Frankly for me these are John Ehlers typical arguments to use his MESA model in 
stead of FFT and has nothing to do with a discussion. The question for me still 
remains if there really is no way to get better results with FFT than the ones 
we have got ? If Fourier analysis is correct and it's possible to simulate 
whatever continues timeseries with a bunch of sinewaves and if MESA can give me 
the correct harmonics, it should also be possible to obtain the same results 
with a modified version of FFT. Question is how ?

Ton Sieverding.

  ----- Original Message ----- 
  From: wavemechanic 
  To: AmiBroker, User 
  Sent: Monday, March 26, 2007 1:27 AM
  Subject: Re: [amibroker] FFT



  There is a discussion of FFT use and problems on Ehlers MESA website:

  http://www.mesasoftware.com/fftcomparison.htm

  Bill

  ----- Original Message ----- 
    From: Ara Kaloustian 
    To: AB-Main 
    Sent: Sunday, March 25, 2007 3:16 PM
    Subject: [amibroker] FFT


    I was playing with AB's FFT code that TJ provided...

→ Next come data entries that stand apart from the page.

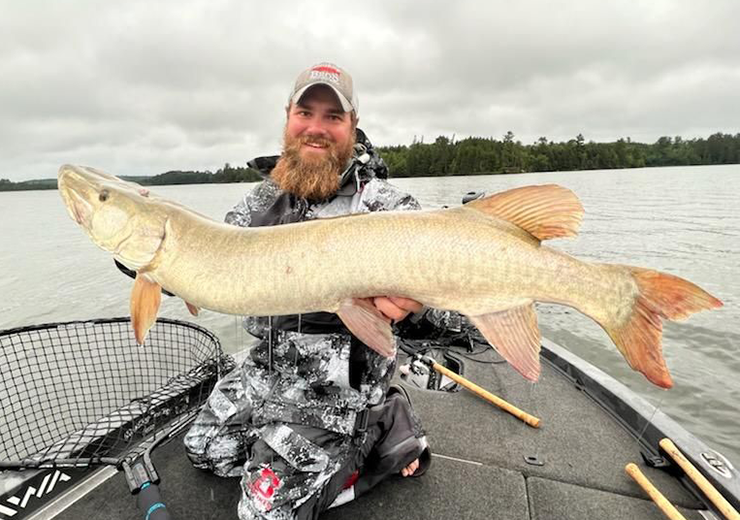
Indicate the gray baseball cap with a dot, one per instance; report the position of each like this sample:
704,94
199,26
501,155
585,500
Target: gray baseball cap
331,75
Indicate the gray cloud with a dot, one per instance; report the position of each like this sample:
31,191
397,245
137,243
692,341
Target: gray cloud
141,88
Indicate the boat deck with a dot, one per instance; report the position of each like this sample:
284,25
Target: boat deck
479,468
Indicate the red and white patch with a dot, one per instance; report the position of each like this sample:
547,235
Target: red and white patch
263,488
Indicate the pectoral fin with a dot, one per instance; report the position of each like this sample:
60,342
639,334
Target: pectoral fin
368,325
145,299
515,335
192,308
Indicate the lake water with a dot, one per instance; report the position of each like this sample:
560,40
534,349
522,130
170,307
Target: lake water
684,221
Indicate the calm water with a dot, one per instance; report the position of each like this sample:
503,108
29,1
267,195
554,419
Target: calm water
684,221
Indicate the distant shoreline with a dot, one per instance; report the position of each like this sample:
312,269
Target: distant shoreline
446,157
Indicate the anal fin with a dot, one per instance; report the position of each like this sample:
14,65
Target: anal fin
367,323
515,335
145,299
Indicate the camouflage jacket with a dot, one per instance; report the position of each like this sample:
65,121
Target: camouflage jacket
326,375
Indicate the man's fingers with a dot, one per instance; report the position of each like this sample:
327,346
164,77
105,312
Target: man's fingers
406,304
390,309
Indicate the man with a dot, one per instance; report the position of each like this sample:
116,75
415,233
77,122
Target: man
309,420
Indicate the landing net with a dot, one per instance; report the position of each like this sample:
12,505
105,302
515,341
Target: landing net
83,392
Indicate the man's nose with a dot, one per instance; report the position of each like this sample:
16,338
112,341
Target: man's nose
317,127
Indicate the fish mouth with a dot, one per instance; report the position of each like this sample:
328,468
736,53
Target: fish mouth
78,208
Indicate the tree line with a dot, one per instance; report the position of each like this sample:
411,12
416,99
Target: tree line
486,155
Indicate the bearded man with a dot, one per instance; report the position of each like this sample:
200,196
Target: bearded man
310,420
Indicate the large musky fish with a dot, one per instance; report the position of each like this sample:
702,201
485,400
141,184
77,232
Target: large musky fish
483,259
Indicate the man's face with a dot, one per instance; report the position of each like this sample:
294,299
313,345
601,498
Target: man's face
318,144
319,115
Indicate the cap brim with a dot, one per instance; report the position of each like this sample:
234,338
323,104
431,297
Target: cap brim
346,105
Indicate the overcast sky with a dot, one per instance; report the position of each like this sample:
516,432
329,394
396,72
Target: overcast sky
140,87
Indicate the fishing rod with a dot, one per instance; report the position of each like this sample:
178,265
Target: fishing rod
531,420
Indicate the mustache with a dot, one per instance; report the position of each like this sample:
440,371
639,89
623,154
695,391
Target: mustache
316,140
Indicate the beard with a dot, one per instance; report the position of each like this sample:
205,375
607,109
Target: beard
313,177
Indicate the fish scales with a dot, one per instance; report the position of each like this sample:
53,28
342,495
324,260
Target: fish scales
484,259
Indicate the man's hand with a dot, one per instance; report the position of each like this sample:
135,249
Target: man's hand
394,308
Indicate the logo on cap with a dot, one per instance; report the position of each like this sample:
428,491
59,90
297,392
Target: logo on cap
324,73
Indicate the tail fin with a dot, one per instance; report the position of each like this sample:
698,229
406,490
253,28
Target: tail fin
661,296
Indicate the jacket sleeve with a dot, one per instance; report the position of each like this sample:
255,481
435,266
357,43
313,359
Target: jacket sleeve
380,195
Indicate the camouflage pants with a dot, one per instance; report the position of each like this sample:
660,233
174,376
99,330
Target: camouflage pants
285,422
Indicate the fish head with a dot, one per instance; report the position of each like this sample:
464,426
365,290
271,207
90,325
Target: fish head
117,215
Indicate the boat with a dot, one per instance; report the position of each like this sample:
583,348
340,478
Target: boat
486,463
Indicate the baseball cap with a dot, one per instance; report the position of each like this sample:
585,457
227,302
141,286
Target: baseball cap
331,75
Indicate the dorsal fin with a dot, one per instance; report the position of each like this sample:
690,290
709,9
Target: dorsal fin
548,211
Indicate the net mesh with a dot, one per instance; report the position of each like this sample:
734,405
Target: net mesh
85,391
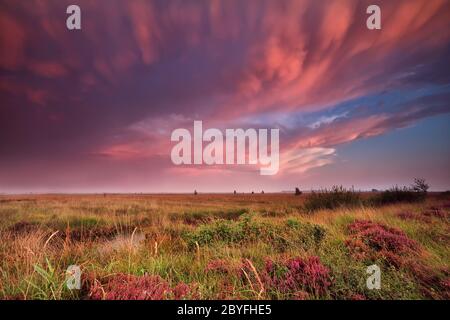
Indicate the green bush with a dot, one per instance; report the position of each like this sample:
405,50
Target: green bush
397,194
333,198
247,229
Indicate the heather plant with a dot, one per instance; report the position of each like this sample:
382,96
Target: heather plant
373,240
131,287
293,278
210,240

    The cycles seem to shift relative to the data, based on how many data 
points are analyzed. This is of course expected.

    Question:

    Has anyone found a way to determine optimum number of data points to 
analyze, and then determine the relevance of the dominant cycle, or find any 
relevant cycles?

    Most of the time the dominant cycle seems to be the largest one available. 

    Has anyone been able to use these cycles succesfully?